Toothpick glider kid
#4
I would loosely base it off of a current design in terms of wing area, wing span, tail surfaces, etc.. but change on thing at a time to see how changing that one thing affects the airplanes tendencies in the air. A pretty bad example is when I crashed my biplane and the top wing came off so I tried to fly it with the much smaller bottom wing. It was insanely nose heavy and flew stupid fast. So what I learned is when you reduce the wing surface area then the plane has to fly much faster to create enough lift to stay in the air. I also learned that when a plane is very nose heavy the elevator control becomes very anemic.

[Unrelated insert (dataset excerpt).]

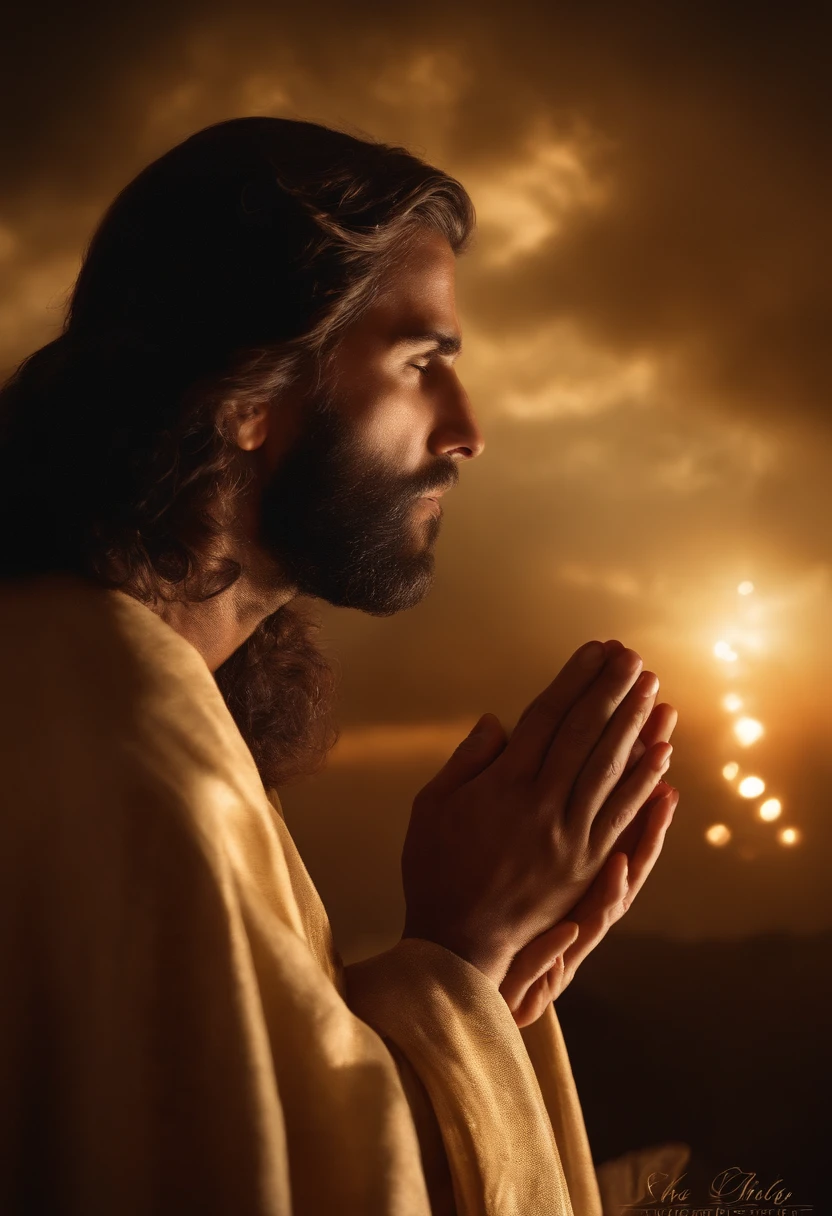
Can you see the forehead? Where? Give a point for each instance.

It was a very unscientific example but it is one none the less.
 
#6
Sometimes the plans that you think would fly the worst fly very well. Its only foamboard so just throw some stuff together and strap a motor to it. And if you ever feel discouraged just take a look at the nutball. If that thing can fly what can't!
 
#7
Thanks for the encouragement, guys! I'll be drawing up some plans soon, and will probably hit Dollar Tree with a twenty dollar bill. I want to design something stupid simple and just modify it almost in a modular system to isolate changes and make them easily reverted, or in the event of a catastrophic (I also use the word "awesome") crash, rebuild-able as well. The electronics can take a beating and foam board is cheap, so like I've said many times before: The most efficient way to find the limit is to pass it by. Fold the wings! Rip off tail segments! Push the envelope! Updates to come.